Mr. Hill, considering himself a little flattered by this encomium, said, “My eloquence, sir, is the natural, the habitual, the spontaneous, the unprompted infusions of my own individuality of mental hallucinations, sparkling out in the scintillations which you do me the honour of denominating, and calling, and epithetising as eloquence.”

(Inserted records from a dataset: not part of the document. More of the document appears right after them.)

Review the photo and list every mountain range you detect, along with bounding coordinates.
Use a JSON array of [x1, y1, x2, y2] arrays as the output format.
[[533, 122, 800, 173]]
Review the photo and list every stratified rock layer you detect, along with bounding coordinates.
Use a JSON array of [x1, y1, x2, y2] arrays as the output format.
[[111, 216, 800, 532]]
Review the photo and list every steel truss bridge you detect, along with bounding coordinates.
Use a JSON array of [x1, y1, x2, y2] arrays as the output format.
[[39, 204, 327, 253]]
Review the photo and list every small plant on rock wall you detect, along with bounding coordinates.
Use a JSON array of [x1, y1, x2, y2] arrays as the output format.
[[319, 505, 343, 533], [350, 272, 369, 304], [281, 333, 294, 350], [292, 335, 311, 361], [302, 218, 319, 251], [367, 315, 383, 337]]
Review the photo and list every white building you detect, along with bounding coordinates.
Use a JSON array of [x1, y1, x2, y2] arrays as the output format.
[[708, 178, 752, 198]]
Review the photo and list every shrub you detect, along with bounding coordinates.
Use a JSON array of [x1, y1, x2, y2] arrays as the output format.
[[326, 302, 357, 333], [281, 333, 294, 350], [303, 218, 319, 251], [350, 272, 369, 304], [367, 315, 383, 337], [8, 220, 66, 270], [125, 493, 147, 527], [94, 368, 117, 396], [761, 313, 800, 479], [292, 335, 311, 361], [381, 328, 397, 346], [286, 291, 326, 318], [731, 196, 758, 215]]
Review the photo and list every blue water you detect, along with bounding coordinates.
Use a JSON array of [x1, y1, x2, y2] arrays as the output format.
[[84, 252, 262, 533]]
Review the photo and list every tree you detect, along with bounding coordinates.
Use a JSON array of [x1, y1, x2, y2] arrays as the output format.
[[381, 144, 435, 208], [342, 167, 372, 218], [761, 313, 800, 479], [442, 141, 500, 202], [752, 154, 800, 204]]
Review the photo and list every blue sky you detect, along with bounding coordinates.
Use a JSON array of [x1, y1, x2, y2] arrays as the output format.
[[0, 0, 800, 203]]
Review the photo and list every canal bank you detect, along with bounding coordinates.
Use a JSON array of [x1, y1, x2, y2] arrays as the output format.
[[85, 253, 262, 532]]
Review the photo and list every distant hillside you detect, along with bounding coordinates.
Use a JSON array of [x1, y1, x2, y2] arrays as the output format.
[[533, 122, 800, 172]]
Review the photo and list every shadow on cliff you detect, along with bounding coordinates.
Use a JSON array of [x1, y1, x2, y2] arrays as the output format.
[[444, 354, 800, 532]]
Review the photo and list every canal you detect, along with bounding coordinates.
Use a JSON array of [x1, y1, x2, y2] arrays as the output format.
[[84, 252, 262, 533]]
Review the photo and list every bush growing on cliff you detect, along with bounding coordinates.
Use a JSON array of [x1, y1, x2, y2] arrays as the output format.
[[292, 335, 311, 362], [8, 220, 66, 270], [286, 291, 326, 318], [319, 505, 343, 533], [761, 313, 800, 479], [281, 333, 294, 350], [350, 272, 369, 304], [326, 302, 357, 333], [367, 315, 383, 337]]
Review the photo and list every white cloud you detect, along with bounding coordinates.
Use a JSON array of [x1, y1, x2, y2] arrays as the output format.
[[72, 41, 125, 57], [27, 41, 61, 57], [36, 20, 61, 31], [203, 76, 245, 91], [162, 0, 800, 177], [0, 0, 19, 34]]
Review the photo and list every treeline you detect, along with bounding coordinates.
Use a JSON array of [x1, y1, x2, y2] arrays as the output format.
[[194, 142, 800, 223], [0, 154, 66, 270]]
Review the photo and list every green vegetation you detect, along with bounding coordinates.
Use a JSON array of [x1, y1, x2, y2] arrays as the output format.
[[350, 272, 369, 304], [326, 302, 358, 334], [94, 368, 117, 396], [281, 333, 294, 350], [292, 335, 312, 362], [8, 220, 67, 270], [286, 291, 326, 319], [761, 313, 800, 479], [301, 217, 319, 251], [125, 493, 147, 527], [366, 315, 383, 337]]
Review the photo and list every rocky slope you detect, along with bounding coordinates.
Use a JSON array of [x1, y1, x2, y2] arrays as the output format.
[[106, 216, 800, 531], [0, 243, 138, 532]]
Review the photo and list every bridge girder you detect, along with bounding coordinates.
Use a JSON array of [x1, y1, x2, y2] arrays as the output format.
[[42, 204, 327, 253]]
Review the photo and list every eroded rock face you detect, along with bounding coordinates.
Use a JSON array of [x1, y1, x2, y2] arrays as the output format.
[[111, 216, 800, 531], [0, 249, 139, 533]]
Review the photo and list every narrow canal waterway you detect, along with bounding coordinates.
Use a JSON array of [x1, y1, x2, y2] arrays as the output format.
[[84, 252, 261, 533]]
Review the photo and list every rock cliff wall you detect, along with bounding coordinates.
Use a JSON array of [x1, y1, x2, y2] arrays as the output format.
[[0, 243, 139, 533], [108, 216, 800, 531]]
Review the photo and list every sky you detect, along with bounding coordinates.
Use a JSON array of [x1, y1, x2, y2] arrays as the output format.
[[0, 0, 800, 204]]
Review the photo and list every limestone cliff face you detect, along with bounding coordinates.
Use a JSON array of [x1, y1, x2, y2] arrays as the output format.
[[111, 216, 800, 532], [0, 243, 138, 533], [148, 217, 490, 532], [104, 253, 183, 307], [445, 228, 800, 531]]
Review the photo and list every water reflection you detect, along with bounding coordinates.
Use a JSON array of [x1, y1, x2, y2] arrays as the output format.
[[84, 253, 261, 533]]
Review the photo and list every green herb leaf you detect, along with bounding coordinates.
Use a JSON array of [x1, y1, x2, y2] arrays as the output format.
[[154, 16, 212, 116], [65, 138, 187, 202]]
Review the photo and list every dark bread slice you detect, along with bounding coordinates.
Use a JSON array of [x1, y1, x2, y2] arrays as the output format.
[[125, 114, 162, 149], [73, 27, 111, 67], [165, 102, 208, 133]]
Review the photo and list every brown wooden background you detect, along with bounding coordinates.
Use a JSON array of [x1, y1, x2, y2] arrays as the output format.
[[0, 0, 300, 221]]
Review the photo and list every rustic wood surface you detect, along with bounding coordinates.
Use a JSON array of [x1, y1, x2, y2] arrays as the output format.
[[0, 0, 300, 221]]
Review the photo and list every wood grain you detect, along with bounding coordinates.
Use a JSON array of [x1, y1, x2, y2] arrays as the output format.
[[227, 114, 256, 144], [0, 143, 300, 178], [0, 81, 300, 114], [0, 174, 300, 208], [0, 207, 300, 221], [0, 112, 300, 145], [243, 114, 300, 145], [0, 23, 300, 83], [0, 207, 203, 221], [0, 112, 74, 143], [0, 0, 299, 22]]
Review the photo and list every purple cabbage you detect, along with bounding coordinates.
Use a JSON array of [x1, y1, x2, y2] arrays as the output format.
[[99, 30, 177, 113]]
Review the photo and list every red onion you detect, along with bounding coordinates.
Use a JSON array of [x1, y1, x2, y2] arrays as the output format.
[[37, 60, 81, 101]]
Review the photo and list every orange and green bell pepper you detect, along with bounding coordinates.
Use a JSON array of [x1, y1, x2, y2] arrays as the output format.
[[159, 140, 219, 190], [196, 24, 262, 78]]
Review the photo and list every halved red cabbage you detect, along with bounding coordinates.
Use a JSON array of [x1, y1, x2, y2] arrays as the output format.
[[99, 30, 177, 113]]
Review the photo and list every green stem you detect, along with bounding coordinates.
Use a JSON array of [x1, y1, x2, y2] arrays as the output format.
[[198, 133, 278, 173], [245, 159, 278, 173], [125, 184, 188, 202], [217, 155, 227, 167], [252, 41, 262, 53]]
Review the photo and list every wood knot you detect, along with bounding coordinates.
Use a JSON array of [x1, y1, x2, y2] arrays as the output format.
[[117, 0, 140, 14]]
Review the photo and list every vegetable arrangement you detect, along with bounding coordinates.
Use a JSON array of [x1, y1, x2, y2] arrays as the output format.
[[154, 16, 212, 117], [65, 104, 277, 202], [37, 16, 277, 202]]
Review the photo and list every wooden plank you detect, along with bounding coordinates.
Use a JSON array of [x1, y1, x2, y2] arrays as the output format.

Mr. Hill was something of a transcendentalist in his way. The Squire was aware of his tendency in this direction, and not having a distinct idea of what his transcendentalism was, he ventured to ask him during the conversation to give him a definition of it. After a brief pause, as though Mr. Hill was meditating for a succinct and clear definition, he said,—

“I would define transcendentalism as the spiritual cognoscence of psychological irrefragability, connected with concuitant ademption of encolumnient spirituality, and etherealized contention of subsultory concretion.”

“That is transcendentalism, indeed!” exclaimed the Squire. “It goes beyond my understanding and comprehension.”

“I feel myself in the same predicament,” observed Mr. Pope, who up to this time had been silent during the desultory conversation of the Squire and Mr. Hill.

“From what stand-point (as the Germans would call it) do you gain that view of transcendentalism?” asked Mr. Pope.

“I have gained it from the esoteric stand-point of Christian exegetical analysis; and agglutinating the polsynthetical ectoblasts of homogeneous asceticism, I perceive at once the absolute individuality of this definition.”